Child Safety Net (Inde)


Vijayawada est une ville provinciale, d’environ un million d’habitants et connue pour son industrie automobile et textile et son industrie du fer. Ces branches industrielles attirent beaucoup de travailleurs saisonniers et parmi eux, aussi beaucoup d’enfants. Les plus faibles d’entre eux sont les enfants de la rue qui doivent vivre dans  la rue, sans protection contre les intempéries et la violence.

Environ la moitié de ces enfants qui affluent dans la ville vient des villages environnants de Vijayawada. L’o.n.g. indienne « Navajeevan Bala Bhavan » (www.njbb.org) essaye de gagner la confiance des enfants par son travail dans la rue. Les enfants reçoivent un repas et une assistance médicale dans les « shelters » (points d’accueil dans le bidonville). Entre autre, l’organisation rend possible que les enfants de la rue puissent passer la nuit dans une école publique.
Une autre mission essentielle de Navajeevan est celle de réhabiliter les enfants. Dans ce but, le projet s’occupe de plusieurs maisons dans lesquelles les enfants peuvent habiter et recevoir une formation. Le projet s’efforce aussi de retrouver les parents des enfants de la rue et d’indiquer comment il serait possible que les enfants retournent dans leurs familles.

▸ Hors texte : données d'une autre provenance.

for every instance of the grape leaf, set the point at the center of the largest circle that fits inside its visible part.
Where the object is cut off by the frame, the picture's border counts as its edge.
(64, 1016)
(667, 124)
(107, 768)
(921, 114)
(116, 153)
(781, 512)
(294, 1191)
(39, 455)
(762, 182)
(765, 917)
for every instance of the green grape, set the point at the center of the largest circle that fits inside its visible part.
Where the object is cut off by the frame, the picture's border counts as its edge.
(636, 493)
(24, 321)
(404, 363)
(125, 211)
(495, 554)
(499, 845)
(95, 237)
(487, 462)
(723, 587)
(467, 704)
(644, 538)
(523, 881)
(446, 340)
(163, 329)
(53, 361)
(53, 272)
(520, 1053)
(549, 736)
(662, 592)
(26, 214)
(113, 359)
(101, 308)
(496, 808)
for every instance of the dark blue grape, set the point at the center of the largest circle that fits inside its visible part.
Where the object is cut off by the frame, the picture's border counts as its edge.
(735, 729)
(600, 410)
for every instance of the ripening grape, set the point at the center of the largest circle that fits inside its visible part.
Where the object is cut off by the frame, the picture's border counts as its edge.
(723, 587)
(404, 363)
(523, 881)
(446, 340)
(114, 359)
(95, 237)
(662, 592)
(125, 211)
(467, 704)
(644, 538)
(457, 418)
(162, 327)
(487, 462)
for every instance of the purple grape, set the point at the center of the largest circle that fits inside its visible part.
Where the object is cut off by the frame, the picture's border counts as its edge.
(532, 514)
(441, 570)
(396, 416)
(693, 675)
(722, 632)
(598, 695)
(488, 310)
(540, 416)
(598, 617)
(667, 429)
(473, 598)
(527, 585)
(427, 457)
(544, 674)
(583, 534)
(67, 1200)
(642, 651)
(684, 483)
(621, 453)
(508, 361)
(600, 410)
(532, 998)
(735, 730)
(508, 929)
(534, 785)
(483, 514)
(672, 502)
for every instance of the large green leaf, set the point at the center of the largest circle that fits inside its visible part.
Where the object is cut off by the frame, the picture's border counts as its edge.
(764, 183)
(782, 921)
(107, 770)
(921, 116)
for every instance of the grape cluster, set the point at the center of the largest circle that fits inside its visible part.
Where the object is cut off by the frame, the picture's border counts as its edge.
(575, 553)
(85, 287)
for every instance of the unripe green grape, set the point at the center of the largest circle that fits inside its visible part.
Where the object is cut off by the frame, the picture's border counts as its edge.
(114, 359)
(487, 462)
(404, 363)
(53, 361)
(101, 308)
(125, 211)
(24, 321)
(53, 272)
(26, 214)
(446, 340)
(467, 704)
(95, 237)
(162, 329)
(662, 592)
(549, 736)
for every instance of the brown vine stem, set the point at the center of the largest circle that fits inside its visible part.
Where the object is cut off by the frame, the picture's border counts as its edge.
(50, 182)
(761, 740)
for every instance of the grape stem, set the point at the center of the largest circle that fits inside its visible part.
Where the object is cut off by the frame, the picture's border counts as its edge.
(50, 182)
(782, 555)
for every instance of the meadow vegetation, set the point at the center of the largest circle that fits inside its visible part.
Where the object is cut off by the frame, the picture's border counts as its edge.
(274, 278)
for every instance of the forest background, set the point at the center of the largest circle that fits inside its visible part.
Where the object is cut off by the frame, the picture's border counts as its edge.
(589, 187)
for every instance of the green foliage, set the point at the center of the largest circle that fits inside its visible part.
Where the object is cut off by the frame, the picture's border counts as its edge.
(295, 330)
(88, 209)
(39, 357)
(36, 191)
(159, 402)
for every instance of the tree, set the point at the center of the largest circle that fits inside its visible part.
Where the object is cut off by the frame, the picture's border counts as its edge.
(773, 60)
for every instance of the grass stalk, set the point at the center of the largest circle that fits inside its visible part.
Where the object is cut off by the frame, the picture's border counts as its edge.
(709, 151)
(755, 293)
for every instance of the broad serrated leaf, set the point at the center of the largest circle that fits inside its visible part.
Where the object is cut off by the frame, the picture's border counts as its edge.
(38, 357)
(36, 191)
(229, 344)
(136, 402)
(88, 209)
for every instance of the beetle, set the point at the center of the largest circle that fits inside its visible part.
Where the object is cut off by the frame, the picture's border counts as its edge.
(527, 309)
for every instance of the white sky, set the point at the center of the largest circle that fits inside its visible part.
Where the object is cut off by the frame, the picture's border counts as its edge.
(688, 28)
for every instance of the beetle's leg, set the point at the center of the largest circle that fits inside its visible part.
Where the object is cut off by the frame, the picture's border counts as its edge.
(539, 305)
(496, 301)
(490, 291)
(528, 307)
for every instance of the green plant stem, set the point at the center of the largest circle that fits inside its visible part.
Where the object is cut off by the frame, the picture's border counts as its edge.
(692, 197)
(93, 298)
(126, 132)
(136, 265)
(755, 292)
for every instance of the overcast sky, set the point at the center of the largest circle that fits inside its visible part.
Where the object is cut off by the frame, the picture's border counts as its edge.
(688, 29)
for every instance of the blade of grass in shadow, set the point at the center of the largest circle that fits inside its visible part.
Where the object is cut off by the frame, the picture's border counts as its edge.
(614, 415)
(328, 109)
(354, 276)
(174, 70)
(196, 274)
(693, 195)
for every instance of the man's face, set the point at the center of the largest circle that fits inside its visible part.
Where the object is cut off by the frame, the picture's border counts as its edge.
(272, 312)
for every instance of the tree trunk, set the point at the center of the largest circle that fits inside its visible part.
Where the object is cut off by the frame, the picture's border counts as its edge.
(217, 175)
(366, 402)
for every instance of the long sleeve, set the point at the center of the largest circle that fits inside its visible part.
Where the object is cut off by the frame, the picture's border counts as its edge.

Toutes ces activités sont, entre autres, financées par des dons provenant d’Allemagne, des Pays-Bas, du Lichtenstein et de Suisse.

L’année dernière, au mois d’octobre, Martin Suckow, un ami de Marie Renard, membre de notre organisation depuis de longues années, nous a présenté un nouveau projet de Navajeevan, qui doit compléter le travail avec les enfants de la rue. Martin Suckow a déjà souvent visité le projet et connaît Thomas Koshy personnellement.
Le but de ce projet est de créer un « Child Safety Net ». Il s’agit de former, à chaque fois, une équipe de cinq personnes dans 114 établissements, dans dix villages aux alentours de Vijayawada. Celles-ci devront alors remplir les fonctions d’une sorte de personne de confiance et de point d’accueil, dans chaque école, pour les enfants maltraités et délaissés. Leur rôle sera d’informer les enfants sur leurs droits, pour qu’ils puissent, le cas échéant, les réclamer, comme par ex. le droit à l’intégrité, le droit au développement personnel.
En 1992, l’Inde a ratifié la convention des droits des enfants de l’ONU et s’engage ainsi à protéger les enfants contre l’exploitation pour des raisons économiques, culturelles ou sociales et contre toute forme de travail.
De plus, on veut développer un programme afin que les filles, issues des couches sociales défavorisées, puissent accéder aux écoles dont nous avons parlé. On veut aussi établir un code de conduite pour le personnel des écoles et les élèves. Toute forme de violence sera interdite à proximité des écoles. Dans ce but, le personnel de l’école recevra une formation en ce qui concerne la violence et les cas de maltraitance.

Si des cas de violence et de maltraitance sont communiqués aux équipes ou si les enfants concernés s’adressent aux équipes, on demandera l’intervention des autorités et de la police. Ces cas seront communiqués et enregistrés. S’il y a plainte ou procédure juridique, on les soutiendra et on les accompagnera. Si les enfants maltraités se signalisent, ils seront assistés médicalement et psychologiquement.
Action five finance la formation de coachs qui doivent, à leur tour, former les équipes dans les écoles. Ils doivent veiller à ce que les standards fixés auparavant soient respectés dans les écoles. Les équipes se composent de trois membres du domaine scolaire et deux membres des autorités locales. Ceux-ci travaillent sur la base du volontariat.
Avec l’aide de ces équipes, on veut enregistrer, pour la première fois, les cas de maltraitance. A partir de ces données, on peut ensuite constater, après un certain temps, si le travail d’information a amélioré la situation des enfants. Par ce soutien, nous espérons pouvoir améliorer, à longue durée, la situation des enfants de la rue.

En décembre, nous avons décidé de soutenir le projet « Child Safety Net » par une somme de 6400 euros.